Personal jurisdiction over a out-of-state football team not proved and therefore no jurisdiction in California
- Posted By: Harvey Brown
- December 1, 2022
This is a Board Panel decision
This is a very significant case for workers’ compensation principles.
The applicant was a football player. He claimed injury to his head, neck, shoulder, elbows, bilateral wrists. hands, hips, knees, feet, TMJ, neuro, internal, psyche and sleep while employed by the Cleveland Browns.
The Browns employed the applicant for several weeks before releasing him and paying for his travel back to California. The Browns went to trial and contended there was no personal jurisdiction over them in California.
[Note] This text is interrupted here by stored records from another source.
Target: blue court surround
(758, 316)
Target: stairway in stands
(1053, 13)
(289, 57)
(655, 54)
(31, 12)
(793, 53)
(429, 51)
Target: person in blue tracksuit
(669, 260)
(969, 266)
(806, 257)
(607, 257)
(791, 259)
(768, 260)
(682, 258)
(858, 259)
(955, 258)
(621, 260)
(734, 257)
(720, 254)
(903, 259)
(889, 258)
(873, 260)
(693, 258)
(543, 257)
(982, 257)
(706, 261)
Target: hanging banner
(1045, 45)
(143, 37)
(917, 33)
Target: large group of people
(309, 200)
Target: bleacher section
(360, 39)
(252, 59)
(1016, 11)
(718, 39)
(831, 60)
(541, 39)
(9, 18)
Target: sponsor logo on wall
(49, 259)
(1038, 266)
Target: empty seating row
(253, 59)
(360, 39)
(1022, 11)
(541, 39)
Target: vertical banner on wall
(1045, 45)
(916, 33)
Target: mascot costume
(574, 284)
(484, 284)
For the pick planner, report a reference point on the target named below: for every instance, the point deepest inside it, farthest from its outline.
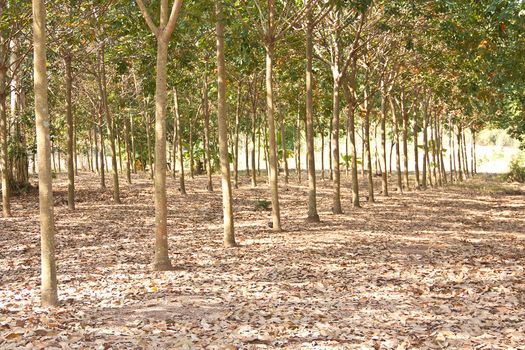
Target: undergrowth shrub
(516, 173)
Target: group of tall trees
(372, 77)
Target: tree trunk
(460, 157)
(465, 156)
(109, 125)
(416, 149)
(127, 145)
(425, 144)
(161, 260)
(313, 216)
(101, 150)
(298, 148)
(384, 173)
(284, 152)
(4, 156)
(182, 183)
(371, 198)
(70, 134)
(322, 155)
(192, 159)
(236, 138)
(229, 236)
(133, 148)
(274, 169)
(405, 141)
(254, 130)
(206, 111)
(335, 172)
(395, 121)
(351, 137)
(49, 295)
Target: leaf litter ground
(442, 268)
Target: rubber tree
(229, 235)
(163, 34)
(49, 295)
(4, 162)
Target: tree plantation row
(84, 77)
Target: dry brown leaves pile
(442, 268)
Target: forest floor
(441, 268)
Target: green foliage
(262, 205)
(517, 171)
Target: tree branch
(147, 17)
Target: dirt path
(433, 269)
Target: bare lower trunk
(335, 171)
(229, 236)
(182, 183)
(284, 152)
(236, 139)
(49, 296)
(110, 128)
(274, 169)
(4, 157)
(70, 135)
(161, 260)
(209, 185)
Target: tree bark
(4, 157)
(109, 125)
(273, 166)
(384, 173)
(206, 111)
(70, 134)
(335, 171)
(236, 138)
(182, 182)
(254, 129)
(49, 295)
(229, 235)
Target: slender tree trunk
(284, 152)
(109, 125)
(274, 169)
(192, 161)
(133, 149)
(384, 173)
(473, 150)
(395, 121)
(313, 216)
(425, 145)
(416, 151)
(229, 236)
(4, 156)
(148, 144)
(70, 134)
(405, 141)
(351, 137)
(182, 183)
(465, 156)
(247, 154)
(236, 139)
(298, 148)
(371, 198)
(161, 261)
(460, 157)
(101, 150)
(322, 155)
(49, 295)
(209, 186)
(335, 171)
(254, 130)
(127, 145)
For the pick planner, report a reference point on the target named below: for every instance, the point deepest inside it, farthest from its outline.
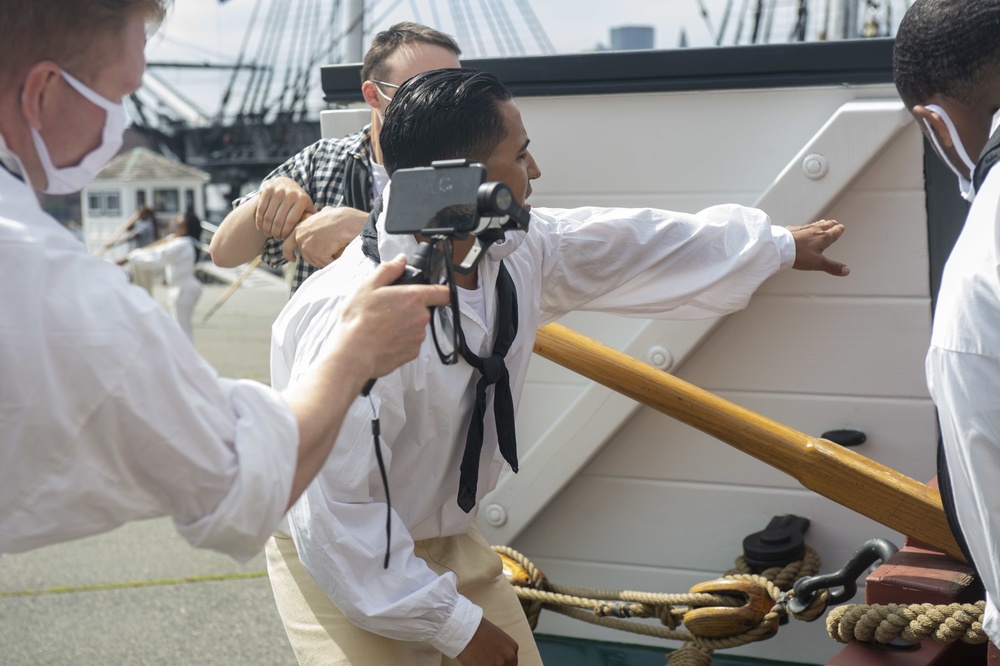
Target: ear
(37, 93)
(372, 98)
(936, 124)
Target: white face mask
(67, 180)
(964, 184)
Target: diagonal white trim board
(849, 141)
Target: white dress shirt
(107, 412)
(637, 262)
(963, 374)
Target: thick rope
(612, 608)
(911, 623)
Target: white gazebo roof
(142, 164)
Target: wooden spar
(115, 237)
(233, 287)
(848, 478)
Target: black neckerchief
(492, 369)
(357, 184)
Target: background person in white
(107, 412)
(178, 258)
(946, 65)
(443, 597)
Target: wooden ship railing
(837, 473)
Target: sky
(210, 31)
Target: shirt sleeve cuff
(786, 245)
(459, 629)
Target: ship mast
(354, 50)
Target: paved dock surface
(141, 594)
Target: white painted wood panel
(834, 346)
(900, 434)
(675, 142)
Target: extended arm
(811, 240)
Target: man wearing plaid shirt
(309, 208)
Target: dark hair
(192, 225)
(388, 41)
(949, 47)
(444, 114)
(68, 32)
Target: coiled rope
(912, 623)
(612, 608)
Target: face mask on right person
(964, 184)
(66, 180)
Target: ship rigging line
(501, 10)
(498, 38)
(239, 63)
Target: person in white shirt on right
(946, 65)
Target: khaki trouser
(321, 635)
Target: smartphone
(435, 200)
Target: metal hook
(872, 551)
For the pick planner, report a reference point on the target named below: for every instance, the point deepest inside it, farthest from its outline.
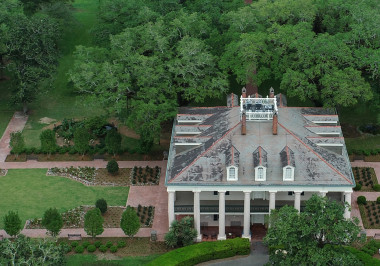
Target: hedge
(205, 251)
(366, 259)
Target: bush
(113, 249)
(362, 200)
(85, 244)
(79, 249)
(91, 248)
(109, 244)
(102, 205)
(98, 243)
(112, 167)
(204, 251)
(121, 244)
(103, 248)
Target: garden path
(371, 196)
(17, 123)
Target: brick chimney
(275, 122)
(243, 124)
(271, 92)
(243, 92)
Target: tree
(26, 251)
(130, 222)
(48, 141)
(181, 233)
(113, 141)
(12, 223)
(93, 222)
(52, 221)
(102, 205)
(314, 236)
(112, 167)
(81, 139)
(17, 142)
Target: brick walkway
(17, 123)
(371, 196)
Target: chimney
(275, 121)
(243, 124)
(271, 92)
(243, 93)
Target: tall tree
(313, 237)
(12, 223)
(93, 222)
(130, 222)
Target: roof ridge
(203, 153)
(319, 156)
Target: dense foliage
(198, 253)
(313, 237)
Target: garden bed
(366, 177)
(145, 176)
(93, 177)
(370, 214)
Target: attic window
(288, 173)
(232, 174)
(260, 173)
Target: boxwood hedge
(204, 251)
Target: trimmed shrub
(112, 167)
(109, 244)
(85, 244)
(358, 187)
(113, 249)
(98, 243)
(102, 205)
(205, 251)
(103, 248)
(121, 244)
(79, 249)
(91, 248)
(362, 200)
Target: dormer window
(288, 173)
(232, 173)
(260, 173)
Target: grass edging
(204, 251)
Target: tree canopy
(313, 237)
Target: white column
(171, 207)
(347, 198)
(297, 200)
(197, 215)
(247, 215)
(272, 200)
(222, 216)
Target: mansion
(228, 167)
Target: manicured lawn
(31, 192)
(79, 260)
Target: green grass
(60, 100)
(78, 260)
(31, 192)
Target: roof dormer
(260, 163)
(288, 164)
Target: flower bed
(146, 215)
(370, 214)
(145, 176)
(366, 177)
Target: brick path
(17, 123)
(371, 196)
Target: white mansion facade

A Workers’ Compensation Judge (WCJ) ruled that there was not sufficient contacts with California to establish personal jurisdiction over the Browns and dismissed them.
A codefendant petitioned for reconsideration. The Workers’ Compensation Appeals Board (WCAB) in a Board panel decision agreed with the WCJ.
Applicant who resided in California testified that he never spoke to the Browns while in California. His agent, who was in Arizona, did not enter into a contract with the Browns while the applicant was in California. The applicant did not accept the offer of employment until he was in Ohio and had passed a physical examination. Applicant’s employment contract was not formed while he was in California. He never played a game in California.
The WCAB reviewed numerous cases and determined there was not sufficient contacts with California to confer personal jurisdiction. Therefore, the Browns were dismissed.